O ministro Walmir Oliveira da Costa, relator do recurso, concluiu que a análise da tese do vigilante a respeito da conduta culposa das empresas, aliada à ausência de debate e manifestação do TRT quanto às circunstâncias do sequestro, exigiria a revisão dos fatos e provas, procedimento vedado no Tribunal Superior do Trabalho, pela Súmula 26. Com informações da Assessoria de Imprensa do TST. 

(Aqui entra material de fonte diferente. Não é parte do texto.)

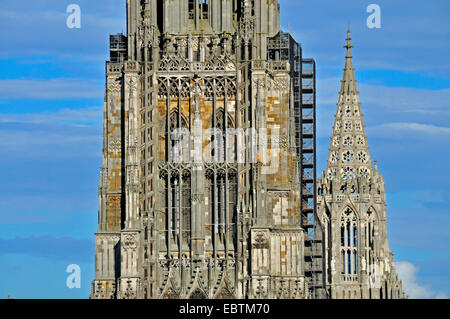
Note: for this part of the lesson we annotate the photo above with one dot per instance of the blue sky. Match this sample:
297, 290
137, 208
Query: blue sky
51, 100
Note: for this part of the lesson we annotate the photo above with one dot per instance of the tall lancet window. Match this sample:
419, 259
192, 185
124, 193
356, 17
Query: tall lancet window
178, 184
203, 9
222, 180
369, 230
349, 244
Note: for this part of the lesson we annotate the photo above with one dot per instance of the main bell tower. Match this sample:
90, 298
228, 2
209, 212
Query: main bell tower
200, 187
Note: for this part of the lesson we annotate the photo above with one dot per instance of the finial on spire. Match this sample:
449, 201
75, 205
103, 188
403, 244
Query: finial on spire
349, 45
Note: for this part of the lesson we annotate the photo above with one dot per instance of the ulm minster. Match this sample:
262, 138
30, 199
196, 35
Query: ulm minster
208, 186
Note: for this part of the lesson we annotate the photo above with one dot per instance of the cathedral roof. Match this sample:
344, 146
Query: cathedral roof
349, 154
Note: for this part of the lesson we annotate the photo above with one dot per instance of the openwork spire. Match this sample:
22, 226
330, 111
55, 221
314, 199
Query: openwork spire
349, 153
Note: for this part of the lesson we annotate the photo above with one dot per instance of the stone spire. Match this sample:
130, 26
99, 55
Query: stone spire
349, 154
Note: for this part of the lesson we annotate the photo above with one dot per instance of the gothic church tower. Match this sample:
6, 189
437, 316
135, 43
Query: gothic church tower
184, 213
352, 207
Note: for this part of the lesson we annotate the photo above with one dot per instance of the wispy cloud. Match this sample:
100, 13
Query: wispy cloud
66, 248
410, 127
407, 273
62, 88
85, 116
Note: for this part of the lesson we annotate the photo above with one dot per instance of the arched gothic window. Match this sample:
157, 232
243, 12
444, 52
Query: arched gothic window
369, 230
349, 243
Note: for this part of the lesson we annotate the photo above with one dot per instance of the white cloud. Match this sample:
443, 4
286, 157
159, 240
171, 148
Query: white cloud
411, 127
90, 115
407, 273
61, 88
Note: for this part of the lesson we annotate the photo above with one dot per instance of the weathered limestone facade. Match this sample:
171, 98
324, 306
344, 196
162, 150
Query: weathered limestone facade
352, 207
173, 224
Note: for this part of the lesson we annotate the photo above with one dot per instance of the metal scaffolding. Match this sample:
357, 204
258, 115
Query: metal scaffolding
283, 47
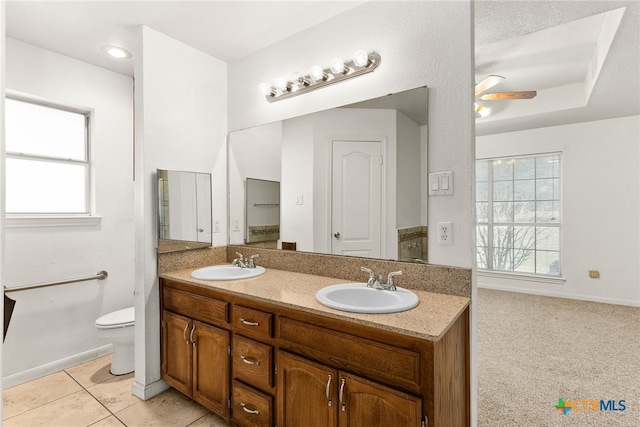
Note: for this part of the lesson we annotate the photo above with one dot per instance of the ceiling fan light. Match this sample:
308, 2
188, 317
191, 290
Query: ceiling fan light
482, 111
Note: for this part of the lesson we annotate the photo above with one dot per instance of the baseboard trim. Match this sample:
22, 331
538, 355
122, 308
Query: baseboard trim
146, 392
55, 366
543, 293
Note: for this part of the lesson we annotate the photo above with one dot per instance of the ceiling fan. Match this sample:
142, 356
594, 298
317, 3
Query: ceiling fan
486, 84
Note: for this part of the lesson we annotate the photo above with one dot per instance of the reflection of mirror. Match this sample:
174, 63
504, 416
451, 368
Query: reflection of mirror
353, 179
262, 208
184, 210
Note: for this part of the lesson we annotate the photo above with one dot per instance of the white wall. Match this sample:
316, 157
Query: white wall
297, 181
181, 121
408, 175
245, 161
426, 43
56, 325
421, 43
2, 172
600, 230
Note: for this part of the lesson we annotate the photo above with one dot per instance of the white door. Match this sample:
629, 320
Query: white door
356, 188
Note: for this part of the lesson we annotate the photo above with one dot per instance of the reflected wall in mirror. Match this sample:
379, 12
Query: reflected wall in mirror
353, 180
184, 210
262, 209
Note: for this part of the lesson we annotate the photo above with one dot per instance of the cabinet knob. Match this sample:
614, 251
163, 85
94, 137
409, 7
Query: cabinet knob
193, 329
343, 406
184, 333
249, 361
249, 323
247, 410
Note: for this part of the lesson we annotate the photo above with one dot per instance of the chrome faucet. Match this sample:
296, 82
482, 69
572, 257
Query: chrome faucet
390, 285
240, 261
251, 264
243, 262
377, 282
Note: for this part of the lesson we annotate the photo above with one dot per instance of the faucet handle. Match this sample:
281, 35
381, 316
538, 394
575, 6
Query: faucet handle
372, 276
390, 283
251, 258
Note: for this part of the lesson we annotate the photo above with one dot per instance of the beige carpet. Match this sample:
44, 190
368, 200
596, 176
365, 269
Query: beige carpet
534, 350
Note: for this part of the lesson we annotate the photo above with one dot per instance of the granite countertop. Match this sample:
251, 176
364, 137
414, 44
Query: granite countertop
429, 320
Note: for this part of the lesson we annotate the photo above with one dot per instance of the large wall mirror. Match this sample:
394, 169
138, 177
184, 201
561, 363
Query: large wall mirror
184, 210
353, 180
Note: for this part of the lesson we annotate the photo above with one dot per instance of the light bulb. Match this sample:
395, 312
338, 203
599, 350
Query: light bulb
116, 52
361, 58
482, 111
299, 79
337, 66
317, 73
281, 83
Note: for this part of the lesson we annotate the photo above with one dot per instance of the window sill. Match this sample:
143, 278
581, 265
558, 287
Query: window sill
51, 221
521, 276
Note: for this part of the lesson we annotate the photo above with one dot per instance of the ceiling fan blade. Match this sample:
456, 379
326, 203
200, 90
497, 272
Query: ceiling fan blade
487, 83
528, 94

Processo 207900-61.2007.5.15.0002

Revista Consultor Jurídico, 22 de agosto de 2016, 6h40

Comentários de leitores

1 comentário

Água e óleo.

Anielton C.S (Estagiário)

Me questiono, se na hipótese da defesa do requerente ter embasado sua tese na pura analogia ao instituto do erro de tipo, alocado no código penal, artigo 20, obteria êxito. Visto que no direito penal o bem tutelado é de maior relevância, e adota a teoria finalista, julga-se o agente do crime por aquilo que ele pretendia fazer, é cristalino o erro "in persona" no caso concreto supra exposto. Ademais vale dizer que "quem pode mais pode menos", se o código penal que tutela o bem maior pode usar-se desse pensamento, por que não a justiça do trabalho? Não podemos viver em uma caixa. Aguardo um entusiasta mais sábio para esclarecer o cabimento desta hipótese.